1974, 16 mm, noir et blanc, 90 min

Réalisateur : Roland Lethem
Scénario : Roland Lethem
Images : Claude Neckel, Jean-Jacques Mathy
Montage : Roland Lethem
Production : Natacha Schinski
Conseiller en sciences pornographiques : Georges le Gloupier
Interprétation : Claude, Micheline, Serge, Christian, Charlotte van klatchpatat, Jean-Marie Buchet, Baïla, Lyland Dyen, Claude Raskin, Francis Peuvion

 

C’est le dernier film interdit par Franco.

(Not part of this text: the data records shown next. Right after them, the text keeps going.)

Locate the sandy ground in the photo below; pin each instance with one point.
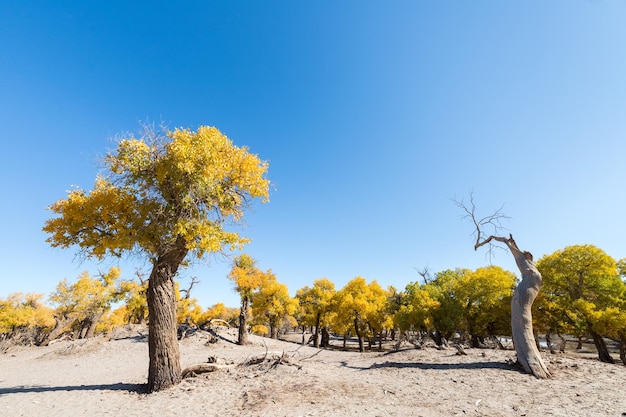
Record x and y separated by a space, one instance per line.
100 377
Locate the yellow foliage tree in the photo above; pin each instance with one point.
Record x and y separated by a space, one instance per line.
485 297
168 195
359 307
220 312
272 304
247 278
315 308
83 303
415 309
23 314
580 282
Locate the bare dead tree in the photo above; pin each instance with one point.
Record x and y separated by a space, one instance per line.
524 294
425 273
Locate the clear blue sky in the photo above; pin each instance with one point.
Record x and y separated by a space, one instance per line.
373 116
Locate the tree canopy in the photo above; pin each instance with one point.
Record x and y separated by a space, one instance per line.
165 194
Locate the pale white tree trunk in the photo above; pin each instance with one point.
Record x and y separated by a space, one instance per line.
521 315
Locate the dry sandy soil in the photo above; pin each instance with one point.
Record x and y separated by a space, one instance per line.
99 377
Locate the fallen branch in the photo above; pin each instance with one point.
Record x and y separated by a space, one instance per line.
201 368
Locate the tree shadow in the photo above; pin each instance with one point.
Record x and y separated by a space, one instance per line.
25 389
505 366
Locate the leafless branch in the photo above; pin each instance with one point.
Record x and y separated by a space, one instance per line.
491 222
425 273
187 291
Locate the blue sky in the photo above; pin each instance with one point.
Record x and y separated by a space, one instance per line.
373 116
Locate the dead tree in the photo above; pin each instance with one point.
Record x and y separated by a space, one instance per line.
525 293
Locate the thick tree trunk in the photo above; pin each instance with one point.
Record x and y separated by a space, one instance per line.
603 351
325 337
358 333
164 368
521 316
89 325
243 321
61 323
521 304
316 340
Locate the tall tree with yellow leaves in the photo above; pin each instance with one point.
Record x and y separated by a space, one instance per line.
247 278
166 194
315 306
272 304
84 302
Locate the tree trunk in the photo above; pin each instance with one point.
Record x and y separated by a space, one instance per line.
273 330
358 333
61 322
92 323
243 321
549 343
603 351
316 340
325 337
521 304
521 316
164 367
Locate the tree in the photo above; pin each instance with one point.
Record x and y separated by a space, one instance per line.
315 303
166 195
350 305
272 304
414 308
448 315
247 278
219 312
360 307
485 297
524 294
25 318
84 302
135 308
582 281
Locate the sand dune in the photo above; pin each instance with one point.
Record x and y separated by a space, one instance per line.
99 377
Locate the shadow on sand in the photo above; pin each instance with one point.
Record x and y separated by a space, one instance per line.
439 366
24 389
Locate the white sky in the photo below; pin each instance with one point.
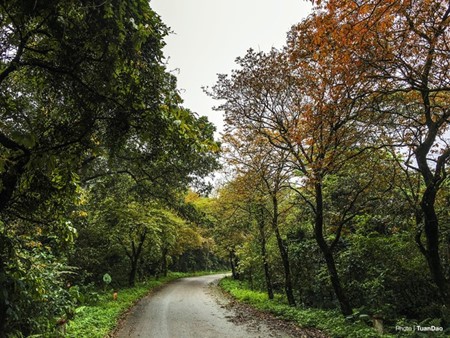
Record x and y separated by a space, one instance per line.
210 34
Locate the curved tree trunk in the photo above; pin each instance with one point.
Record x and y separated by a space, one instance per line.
344 304
266 267
284 255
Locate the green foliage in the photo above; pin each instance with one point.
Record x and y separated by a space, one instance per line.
329 321
100 319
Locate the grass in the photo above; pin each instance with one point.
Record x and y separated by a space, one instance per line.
100 319
330 322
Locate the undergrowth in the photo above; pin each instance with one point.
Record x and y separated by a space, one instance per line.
330 322
100 319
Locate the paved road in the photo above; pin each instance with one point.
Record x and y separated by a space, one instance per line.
188 308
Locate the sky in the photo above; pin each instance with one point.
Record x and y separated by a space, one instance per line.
208 35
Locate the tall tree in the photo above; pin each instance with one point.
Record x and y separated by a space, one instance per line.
403 47
253 156
292 99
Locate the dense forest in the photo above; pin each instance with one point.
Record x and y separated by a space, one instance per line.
335 157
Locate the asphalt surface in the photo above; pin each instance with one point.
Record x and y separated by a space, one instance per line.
189 308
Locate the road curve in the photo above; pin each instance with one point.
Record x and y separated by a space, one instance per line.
187 308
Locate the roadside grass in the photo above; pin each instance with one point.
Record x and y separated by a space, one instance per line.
329 321
101 318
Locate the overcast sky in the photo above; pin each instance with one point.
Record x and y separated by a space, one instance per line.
210 34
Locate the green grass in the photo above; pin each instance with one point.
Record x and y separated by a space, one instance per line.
100 319
329 321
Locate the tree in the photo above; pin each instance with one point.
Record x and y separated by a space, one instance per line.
291 99
255 158
83 85
403 46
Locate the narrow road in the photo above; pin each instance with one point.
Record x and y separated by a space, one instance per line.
190 308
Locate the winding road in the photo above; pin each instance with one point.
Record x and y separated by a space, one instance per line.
190 308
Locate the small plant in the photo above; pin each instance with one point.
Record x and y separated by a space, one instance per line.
107 280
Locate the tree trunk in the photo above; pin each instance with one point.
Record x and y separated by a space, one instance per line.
344 304
431 227
134 257
264 257
234 272
3 300
431 222
284 255
133 271
164 267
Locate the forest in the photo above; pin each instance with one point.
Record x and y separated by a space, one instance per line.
334 189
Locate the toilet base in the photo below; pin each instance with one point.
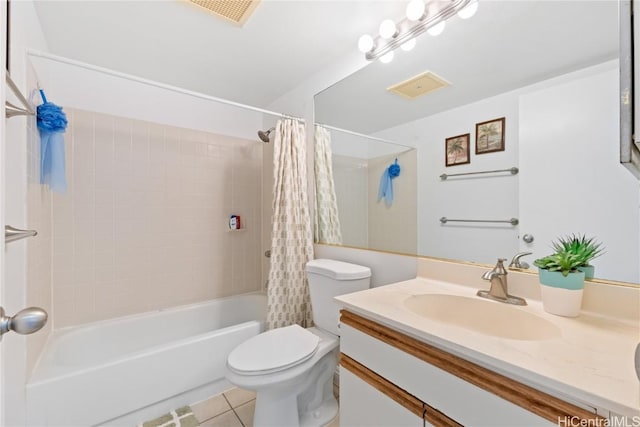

« Le Saigneur est avec nous » (1974) obtint le Prix Lucien Deroisy au Dixième Festival national du film belge. Le sous-titre « in memoriam Alfons Vranckx » indique bien qu’il s’agit d’un pamphlet sur le fascisme ici représenté par un ancien ministre de la Justice, qu’une jeune fille parvient à envoûter afin qu’il abandonne la politique. Déjà objet de censures et scandales divers, Roland Lethem est alors convoqué au ministère de la Justice. Le film commence par une allocution télévisée du ministre, auquel le réalisateur supprime la voix et accole les versets d’une messe radiodiffusée. Procédé qui relève du collage surréaliste, largement utilisé tout au long du film, dont la première version durait un peu plus de deux heures, mêlant scènes jouées, reportages, interviews reconstituées, pastiches publicitaires, extraits de films trouvés dans les poubelles de cinémathèques, actualités nazies, dessins animés, inscriptions sur la pellicule, bandes érotiques, et même des bribes de « Bande de cons! », son film précédent, dont le Saigneur est avec nous est en quelque sorte la suite logique (le film commence où l’autre se termine, par une injure directement adressée au spectateur). Comme plusieurs leitmotive entrecroisés, les plans reviennent à intervalles irréguliers, ainsi que toute une série de versions chantées ou orchestrées de l’Internationale. Montage complexe, techniquement surprenant, ces Mystères du combat contre l’oppression et pour la liberté mettent le spectateur une fois de plus devant sa propre image. L’allusion vampirique du titre n’étonnera personne, quand on sait que quasiment tous les films de Lethem prennent comme sujet et comme effet provocateur ce substitut sexuel, ainsi que son corollaire la castration (la Ballade des amants maudits, la Fée sanguinaire, le Sexe enragé…).

Boris Lehman.

 

« Le Saigneur est avec nous » je l’aurais intitule « A. V. les Mystères du combat contre l’oppression et pour la liberté »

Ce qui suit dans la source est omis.